I tend to agree, but, if his oil pressure isn’t spectacular with the 20-50 going to 10-30 might not be ideal.

I need to get a pressure gauge installed. It’s all original with original Rally Dash. All gauges operational. Oil pressure gauge slightly over 1/2 way point on start up and 1/2 way consistently. I’m a purist and didn’t want to add gauges to the interior. I may tuck a small one under the dash.

OK. I'm going to try to connect the dots here for you.
Oil viscosity changes dramaticly with temperature.
The thicker the oil, the more difficult it is to pump and push through the galleries.
When the oil is cold, it is so thick that even at idle a bunch of it goes out the relief valve on the pump instead of through the engine.
When the oil gets up to operating temperature it needs to be thin enough that plenty flows through all the way to the top. It also needs to be in enough quantity and at high enough pressure to float all the bearings. In other words the metal parts should not touch but be supported by the oil flowing between.

So....
The oil pressure gage should show relatively high when starting. The actual temperature makes a difference.
The oil pressure on the gage at idle should go down as the oil warms up.
The oil pressure should be around 10-15 psi at idle and go up with increasing rpms. Old rule of thumb is 10 psi for every 1000 rpm.
It likely will max out at some rpm. That's normal. Might be 4000 rpm. Could be lower, could be higher.
That said, running too thick of an oil will cause the oil pressure to max out at too low of an rpm, and could result at oil starvation at much higher rpms.

Observe the temperature gage, the weather conditions, and the pressure gage. Then you can decide.

Unless it was intended as a race engine, or is really worn, its probably not that loose.
I'd start with a 10W-30 or 10W-40 and go from there.
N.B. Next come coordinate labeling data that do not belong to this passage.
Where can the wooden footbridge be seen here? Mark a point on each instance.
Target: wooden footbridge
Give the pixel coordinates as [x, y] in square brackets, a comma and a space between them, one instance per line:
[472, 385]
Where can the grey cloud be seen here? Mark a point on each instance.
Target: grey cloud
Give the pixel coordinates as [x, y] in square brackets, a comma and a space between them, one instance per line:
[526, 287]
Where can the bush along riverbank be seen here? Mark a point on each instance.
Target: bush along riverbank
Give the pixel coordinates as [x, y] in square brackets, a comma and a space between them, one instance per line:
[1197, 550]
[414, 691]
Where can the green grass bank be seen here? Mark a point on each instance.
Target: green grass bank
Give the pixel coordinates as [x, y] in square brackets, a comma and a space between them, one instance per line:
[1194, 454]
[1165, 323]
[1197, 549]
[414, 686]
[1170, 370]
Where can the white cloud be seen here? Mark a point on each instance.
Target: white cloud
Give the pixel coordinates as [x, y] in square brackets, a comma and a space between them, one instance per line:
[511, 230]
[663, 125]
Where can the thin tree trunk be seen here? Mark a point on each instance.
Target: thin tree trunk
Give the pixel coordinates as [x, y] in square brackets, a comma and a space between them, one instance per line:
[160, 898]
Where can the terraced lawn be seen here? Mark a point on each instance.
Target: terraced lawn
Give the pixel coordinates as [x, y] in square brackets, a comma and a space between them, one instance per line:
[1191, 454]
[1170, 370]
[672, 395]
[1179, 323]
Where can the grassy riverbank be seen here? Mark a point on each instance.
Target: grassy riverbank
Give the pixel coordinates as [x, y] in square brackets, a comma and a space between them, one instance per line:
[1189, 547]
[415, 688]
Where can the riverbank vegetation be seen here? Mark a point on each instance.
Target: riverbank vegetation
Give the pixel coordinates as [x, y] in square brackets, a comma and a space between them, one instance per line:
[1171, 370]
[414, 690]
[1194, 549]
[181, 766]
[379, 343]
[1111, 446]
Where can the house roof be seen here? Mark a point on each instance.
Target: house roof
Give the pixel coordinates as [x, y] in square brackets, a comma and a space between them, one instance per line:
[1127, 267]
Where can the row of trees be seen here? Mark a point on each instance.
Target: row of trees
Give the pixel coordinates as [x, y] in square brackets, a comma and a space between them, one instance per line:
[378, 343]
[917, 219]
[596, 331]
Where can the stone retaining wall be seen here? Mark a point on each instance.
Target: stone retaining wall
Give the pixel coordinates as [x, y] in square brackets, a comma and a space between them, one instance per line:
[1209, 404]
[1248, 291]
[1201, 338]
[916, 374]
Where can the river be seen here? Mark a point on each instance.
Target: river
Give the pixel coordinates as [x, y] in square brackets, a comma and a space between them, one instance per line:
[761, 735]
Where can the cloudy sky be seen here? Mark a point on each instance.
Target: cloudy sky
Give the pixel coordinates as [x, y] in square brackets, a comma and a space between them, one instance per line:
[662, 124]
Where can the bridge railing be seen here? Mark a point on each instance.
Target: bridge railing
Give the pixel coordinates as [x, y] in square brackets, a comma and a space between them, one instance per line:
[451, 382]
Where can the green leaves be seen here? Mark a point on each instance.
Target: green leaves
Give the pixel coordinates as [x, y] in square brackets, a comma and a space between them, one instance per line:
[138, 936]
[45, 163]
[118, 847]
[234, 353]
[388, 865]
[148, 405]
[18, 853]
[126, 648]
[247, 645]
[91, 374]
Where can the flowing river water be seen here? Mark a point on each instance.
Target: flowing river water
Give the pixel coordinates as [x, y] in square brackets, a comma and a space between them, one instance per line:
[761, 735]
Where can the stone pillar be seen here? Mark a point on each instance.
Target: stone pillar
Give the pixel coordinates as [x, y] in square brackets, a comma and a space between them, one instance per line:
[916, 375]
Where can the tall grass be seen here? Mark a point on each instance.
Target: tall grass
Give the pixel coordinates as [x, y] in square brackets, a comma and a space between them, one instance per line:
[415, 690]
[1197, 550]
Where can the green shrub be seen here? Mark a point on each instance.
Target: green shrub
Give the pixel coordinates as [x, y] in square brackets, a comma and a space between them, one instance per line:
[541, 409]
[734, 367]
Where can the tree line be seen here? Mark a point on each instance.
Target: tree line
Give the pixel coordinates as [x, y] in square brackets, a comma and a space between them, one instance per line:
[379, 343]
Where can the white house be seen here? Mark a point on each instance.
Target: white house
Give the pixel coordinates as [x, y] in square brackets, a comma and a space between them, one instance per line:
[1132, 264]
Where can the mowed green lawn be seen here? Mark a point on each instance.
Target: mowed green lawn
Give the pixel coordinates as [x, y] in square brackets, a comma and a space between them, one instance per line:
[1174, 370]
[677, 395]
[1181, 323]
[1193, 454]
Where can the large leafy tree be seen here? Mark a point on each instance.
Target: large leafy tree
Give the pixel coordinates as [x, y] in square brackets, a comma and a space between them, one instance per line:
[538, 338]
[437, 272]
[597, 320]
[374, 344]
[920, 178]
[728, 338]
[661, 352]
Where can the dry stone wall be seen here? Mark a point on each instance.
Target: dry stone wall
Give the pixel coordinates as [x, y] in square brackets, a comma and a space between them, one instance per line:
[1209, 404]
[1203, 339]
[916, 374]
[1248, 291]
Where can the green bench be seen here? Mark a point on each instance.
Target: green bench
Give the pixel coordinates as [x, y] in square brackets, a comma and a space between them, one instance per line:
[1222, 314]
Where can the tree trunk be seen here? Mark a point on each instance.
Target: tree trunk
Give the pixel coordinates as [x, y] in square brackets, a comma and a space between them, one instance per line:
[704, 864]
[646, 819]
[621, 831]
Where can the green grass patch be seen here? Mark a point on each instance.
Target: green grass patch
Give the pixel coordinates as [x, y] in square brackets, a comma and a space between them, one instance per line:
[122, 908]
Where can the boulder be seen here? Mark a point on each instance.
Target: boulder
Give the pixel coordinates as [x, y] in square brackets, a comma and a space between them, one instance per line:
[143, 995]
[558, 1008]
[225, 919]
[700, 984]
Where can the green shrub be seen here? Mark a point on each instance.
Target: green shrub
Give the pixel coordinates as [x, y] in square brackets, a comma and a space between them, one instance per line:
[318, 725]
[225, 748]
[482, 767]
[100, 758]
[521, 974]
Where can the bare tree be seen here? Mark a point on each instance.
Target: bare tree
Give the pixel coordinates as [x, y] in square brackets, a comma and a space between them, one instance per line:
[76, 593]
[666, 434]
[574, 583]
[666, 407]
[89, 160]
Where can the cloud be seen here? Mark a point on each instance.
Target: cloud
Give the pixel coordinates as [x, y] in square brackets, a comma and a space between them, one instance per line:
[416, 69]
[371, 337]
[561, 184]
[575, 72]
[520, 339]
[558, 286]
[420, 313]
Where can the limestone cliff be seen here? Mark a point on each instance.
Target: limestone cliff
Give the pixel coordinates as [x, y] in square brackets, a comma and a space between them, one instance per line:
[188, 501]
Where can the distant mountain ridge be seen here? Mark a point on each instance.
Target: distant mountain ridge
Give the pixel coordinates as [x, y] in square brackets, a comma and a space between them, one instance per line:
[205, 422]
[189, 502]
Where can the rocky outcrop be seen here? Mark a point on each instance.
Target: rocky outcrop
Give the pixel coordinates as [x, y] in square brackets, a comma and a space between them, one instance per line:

With a purpleshaft it likely has higher pressure valve springs, so an oil using anti-wear package with decent amount of Zddp is a good idea.
However I would not fret over it either.
Ford Superduty 10W-30 is a relatively inexpensive and readily available choice.
Brad Penn has a wider selection of choices but is less readily available.
Some of the racing oils have less detergents and so forth, so check with the manufacture's info whether they are suitable for street use. Obviously you can ignore any concerns about catalytic converters.